Rechecked Dhaval's list of 5 vs. current pw.txt Found two that I missed:
¯C2am5k
¯R2v
These were missed since they do not end in a period in pw.txt. Will correct as part of next batch.
@funderburkjim For corrections since last 5 days, there has been no update in manualByLine4.txt for PW syncing. and Corrections closed in the last 2 days don't have corresponding commits made in github.
Finish these two events ASAP.
@drdhaval2785
Not sure why you are seeing a problem.
I AM regenerating 'pwsync.zip' as part of the PW update process. The last date of that file, at Cologne, is 1/7/2016. I just downloaded pwsync.zip and looked at manualyByLine04 from there. It's last transaction is:
; pw, Issue 236, Case 327, user=dhavel_ejf,
; 01/08/2016, L=135775, key1=hvala
; ¯PA7R.¯Gr2hj -> ¯PA7R.GR2HJ :: typo
281043 old <H1>100{hvala}1{hvala}¦ ²1) •Adj. {%strauchelnd , taumelnd%} ¯PA7R.¯Gr2hj.3,7,3. ²2) •f. #{A/} {%das Irren , Verfehlen , Verunglücken.%} PW135773
; new
281043 new <H1>100{hvala}1{hvala}¦ ²1) •Adj. {%strauchelnd , taumelnd%} ¯PA7R.GR2HJ.3,7,3. ²2) •f. #{A/} {%das Irren , Verfehlen , Verunglücken.%} PW135773
which looks right.
What is your process for updating using pwsync.zip? There may be some detail in this process that is not quite right.

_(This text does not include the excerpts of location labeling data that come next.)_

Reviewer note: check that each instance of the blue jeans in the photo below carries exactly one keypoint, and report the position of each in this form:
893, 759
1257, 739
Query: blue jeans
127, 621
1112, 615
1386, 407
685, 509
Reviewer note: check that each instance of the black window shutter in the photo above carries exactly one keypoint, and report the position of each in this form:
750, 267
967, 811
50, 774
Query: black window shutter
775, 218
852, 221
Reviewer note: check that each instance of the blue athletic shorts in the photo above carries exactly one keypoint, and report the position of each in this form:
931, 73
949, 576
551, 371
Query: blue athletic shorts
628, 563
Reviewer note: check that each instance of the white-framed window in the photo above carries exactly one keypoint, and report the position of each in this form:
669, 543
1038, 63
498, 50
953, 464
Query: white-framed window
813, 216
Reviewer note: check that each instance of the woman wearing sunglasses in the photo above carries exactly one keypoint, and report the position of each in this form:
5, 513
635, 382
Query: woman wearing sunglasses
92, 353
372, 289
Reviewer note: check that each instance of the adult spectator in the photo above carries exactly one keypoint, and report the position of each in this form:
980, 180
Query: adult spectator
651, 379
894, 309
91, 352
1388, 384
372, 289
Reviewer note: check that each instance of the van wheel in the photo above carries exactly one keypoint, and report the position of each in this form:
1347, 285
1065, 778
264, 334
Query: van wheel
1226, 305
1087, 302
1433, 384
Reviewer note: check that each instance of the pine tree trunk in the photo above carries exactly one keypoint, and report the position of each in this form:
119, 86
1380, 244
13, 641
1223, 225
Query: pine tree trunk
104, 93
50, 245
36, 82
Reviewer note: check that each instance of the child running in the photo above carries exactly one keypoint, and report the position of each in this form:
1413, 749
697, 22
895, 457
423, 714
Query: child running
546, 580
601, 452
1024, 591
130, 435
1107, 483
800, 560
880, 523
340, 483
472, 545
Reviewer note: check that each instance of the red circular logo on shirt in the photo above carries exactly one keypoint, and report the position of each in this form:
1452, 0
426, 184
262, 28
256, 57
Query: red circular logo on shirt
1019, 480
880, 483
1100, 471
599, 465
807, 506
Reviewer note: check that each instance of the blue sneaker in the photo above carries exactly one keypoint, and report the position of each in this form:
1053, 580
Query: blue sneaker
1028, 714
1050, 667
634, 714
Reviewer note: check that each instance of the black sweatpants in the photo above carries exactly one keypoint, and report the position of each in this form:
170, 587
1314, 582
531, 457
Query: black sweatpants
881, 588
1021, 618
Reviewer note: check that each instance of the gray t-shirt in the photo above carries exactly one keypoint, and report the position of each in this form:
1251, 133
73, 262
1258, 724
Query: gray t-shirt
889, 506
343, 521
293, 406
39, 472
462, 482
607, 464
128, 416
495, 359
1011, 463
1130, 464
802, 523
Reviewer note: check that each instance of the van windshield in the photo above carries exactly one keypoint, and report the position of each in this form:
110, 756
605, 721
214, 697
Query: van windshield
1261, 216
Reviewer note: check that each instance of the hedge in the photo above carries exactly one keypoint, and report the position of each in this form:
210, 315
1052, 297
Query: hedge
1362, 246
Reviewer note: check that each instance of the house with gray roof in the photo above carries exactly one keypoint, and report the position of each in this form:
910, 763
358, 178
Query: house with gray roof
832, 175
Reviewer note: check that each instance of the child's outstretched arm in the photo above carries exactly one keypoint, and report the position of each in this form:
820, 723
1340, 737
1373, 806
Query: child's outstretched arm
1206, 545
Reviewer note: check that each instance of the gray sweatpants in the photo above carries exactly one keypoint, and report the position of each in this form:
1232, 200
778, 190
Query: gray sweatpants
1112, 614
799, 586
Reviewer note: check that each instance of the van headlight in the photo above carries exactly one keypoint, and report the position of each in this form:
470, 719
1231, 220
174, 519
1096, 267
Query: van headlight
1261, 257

@drdhaval2785 have you got the 1/7/2016
file?
This correction submission at https://github.com/sanskrit-lexicon/PWK/issues/34#issuecomment-165970613 has thrown a possibility that there are non-capital letters in the literary resources.
If they can be corrected in one go - we can save a lot of time which would otherwise be gone in such submissions. Maybe some regex like
¯[A-Z0-9]*[a-z]+[^ ]*
should work. (7811 entries) Code is https://github.com/sanskrit-lexicon/PWK/blob/master/pw_ls/pw_dhaval/abbrvwork/capitalize/capital.py and output is https://github.com/sanskrit-lexicon/PWK/blob/master/pw_ls/pw_dhaval/abbrvwork/capitalize/cap0.txtThere is one danger point too. There ARE entries which have small letters in them for references too. e.g.
etc. But they are sparse and few. If the regex can be modified to exclude them or some tiny script written to discard them, we would get readymade list for capitalization.